Waterman Awarded Prestigious Dan David Prize

University Professor Michael Waterman will share the $1 million prize with two other leaders in bioinformatics.
BySusan Bell

USC Dornsife’s Michael Waterman has been awarded the internationally renowned Dan David Prize, it was announced on Feb. 10.

Widely regarded as the founding father of computational biology, Waterman, University Professor and USC Associates Chair in Natural Sciences, won the distinguished academic prize for his seminal and influential contributions to biological sequence analysis.

“I am pleased that our colleague, University Professor Michael Waterman, has been recognized with this prestigious award,” said Michael Quick, interim university provost. “Research involving big data and the human genome has recently become one of the nation’s leading scientific priorities, and Michael’s influential work has been well ahead of this movement.”

USC Dornsife Dean Steve Kay called Waterman, professor of biological sciences, computer science and mathematics, a trailblazer in the field of computational biology.

“Applying techniques from mathematics, statistics and computer science to molecular biology, Professor Waterman epitomizes the success that can come from taking a convergent approach to research,” Kay said.

Waterman’s research concentrates on the creation and application of mathematics, statistics and computer science to molecular biology, particularly to DNA, RNA and protein sequence data.

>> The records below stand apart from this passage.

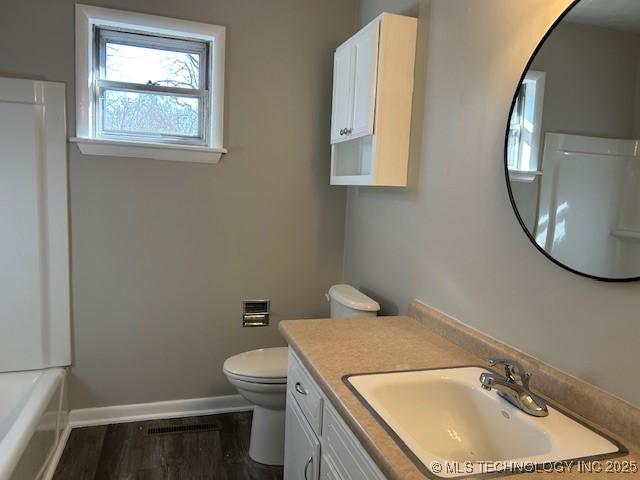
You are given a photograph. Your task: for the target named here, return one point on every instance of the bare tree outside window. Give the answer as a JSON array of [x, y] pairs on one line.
[[151, 112]]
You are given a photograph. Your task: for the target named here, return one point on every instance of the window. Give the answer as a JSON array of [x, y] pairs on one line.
[[525, 128], [148, 86]]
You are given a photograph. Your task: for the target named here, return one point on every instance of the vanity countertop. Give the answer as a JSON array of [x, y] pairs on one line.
[[332, 348]]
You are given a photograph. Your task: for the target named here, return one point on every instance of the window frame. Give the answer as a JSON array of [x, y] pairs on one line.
[[103, 36], [90, 22]]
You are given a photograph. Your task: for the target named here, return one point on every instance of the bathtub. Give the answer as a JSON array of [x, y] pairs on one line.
[[30, 421]]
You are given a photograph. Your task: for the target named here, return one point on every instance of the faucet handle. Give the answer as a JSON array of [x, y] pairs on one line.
[[514, 371]]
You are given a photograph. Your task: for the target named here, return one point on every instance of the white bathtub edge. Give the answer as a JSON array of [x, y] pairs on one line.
[[88, 417], [57, 453], [24, 425], [193, 407]]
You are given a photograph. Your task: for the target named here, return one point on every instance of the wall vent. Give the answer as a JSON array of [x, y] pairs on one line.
[[255, 313]]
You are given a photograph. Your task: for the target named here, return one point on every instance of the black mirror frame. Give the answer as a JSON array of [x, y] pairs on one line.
[[506, 168]]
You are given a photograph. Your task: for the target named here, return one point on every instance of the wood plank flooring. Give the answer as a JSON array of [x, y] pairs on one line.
[[128, 452]]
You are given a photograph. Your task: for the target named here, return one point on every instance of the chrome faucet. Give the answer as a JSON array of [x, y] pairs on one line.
[[514, 387]]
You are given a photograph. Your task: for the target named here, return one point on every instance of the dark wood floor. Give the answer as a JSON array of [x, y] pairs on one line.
[[128, 451]]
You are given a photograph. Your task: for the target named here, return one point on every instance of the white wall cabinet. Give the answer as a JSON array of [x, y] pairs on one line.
[[356, 62], [372, 94], [318, 444]]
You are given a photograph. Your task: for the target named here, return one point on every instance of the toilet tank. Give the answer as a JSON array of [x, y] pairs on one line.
[[346, 301]]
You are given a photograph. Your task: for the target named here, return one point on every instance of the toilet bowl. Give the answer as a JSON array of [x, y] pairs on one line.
[[260, 376]]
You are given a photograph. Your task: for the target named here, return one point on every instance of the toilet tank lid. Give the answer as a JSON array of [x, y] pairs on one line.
[[353, 298]]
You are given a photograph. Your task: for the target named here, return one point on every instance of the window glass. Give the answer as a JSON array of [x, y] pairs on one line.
[[151, 66], [150, 114]]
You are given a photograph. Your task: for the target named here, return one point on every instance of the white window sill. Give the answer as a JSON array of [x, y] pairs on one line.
[[525, 176], [156, 151]]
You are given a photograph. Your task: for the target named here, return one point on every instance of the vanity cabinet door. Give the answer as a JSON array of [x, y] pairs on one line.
[[302, 448], [328, 470], [341, 117]]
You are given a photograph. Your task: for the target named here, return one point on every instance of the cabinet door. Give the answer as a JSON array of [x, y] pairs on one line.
[[341, 117], [365, 46], [328, 470], [302, 449]]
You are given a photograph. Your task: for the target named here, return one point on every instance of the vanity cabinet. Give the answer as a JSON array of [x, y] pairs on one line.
[[302, 450], [318, 443], [372, 95]]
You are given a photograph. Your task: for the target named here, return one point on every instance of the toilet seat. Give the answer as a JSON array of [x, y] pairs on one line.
[[265, 365]]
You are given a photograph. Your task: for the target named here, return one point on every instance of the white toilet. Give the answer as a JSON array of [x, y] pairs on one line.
[[260, 376]]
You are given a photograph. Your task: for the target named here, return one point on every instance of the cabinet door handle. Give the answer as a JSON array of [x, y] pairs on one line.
[[299, 389], [306, 467]]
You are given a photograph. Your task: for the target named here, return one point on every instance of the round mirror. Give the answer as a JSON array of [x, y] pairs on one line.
[[572, 147]]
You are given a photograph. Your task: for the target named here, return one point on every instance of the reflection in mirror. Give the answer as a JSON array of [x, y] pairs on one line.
[[573, 141]]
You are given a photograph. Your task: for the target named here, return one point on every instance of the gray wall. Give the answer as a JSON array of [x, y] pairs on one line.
[[164, 252], [451, 238]]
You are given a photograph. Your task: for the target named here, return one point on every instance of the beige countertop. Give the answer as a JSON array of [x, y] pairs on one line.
[[332, 348]]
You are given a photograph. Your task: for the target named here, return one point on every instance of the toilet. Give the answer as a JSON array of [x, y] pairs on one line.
[[260, 376]]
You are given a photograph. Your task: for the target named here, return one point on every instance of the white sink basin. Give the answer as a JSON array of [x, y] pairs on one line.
[[455, 428]]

He is co-developer of the Smith-Waterman algorithm for sequence comparison and of the Lander-Waterman formula for physical mapping, fundamental algorithms used for the mapping of human sequence information in the human genome project.

Inaugurated in 2001 and named after the international businessman and philanthropist, the Dan David Prize is endowed by the Dan David Foundation and headquartered at Tel Aviv University. The award recognizes and encourages innovative and interdisciplinary research that cuts across traditional boundaries and paradigms.

The prize recognizes human achievement in three areas: the past (fields that expand knowledge of former times); the present (achievements that shape and enrich society today); and the future (breakthroughs that hold great promise for improvement of our world). Each year an international board chooses one field within each time dimension. The three prizes of $1 million for each time category go to individuals or institutions that have made an outstanding contribution to humankind through “proven, exceptional and distinct excellence in the sciences, arts and humanities.”

Waterman shares the prize in the future time dimension category in the field of bioinformatics with Cyrus Chothia, an emeritus scientist at the MRC Laboratory of Molecular Biology in Cambridge, United Kingdom, and David Haussler, professor of biomolecular engineering and director of the Genomics Institute at University of California, Santa Cruz.

“Israel has top scientists working in bioinformatics, and I am very happy to be awarded this prize,” Waterman said.

An elected member of the National Academy of Sciences and the National Academy of Engineering, Waterman has received many awards and honors during his distinguished career that includes more than 30 years at USC Dornsife.

He is an elected member of the American Academy of Arts and Sciences as well as an elected fellow of the American Association for the Advancement of Science, Society of Industrial and Applied Mathematics, and International Society of Computational Biology. Having received a Guggenheim Fellowship and the Friendship Award from the Chinese government, he is also an elected foreign member of the French Académie des Sciences and the Chinese Academy of Sciences.

Waterman will be honored along with fellow laureates at an award ceremony at Tel Aviv University on May 17, 2015. The Dan David Prize recipients donate 10 percent of their prize money to graduate students in their respective fields, thereby contributing to the community and fostering a new generation of scholars.

The 2015 winners include Wikipedia founder Jimmy Wales, who is being honored in the present time category for launching the world’s largest online encyclopedia. Previous recipients of the prize include former U.S. Vice President Al Gore, former British Prime Minister Tony Blair and filmmakers Joel and Ethan Coen.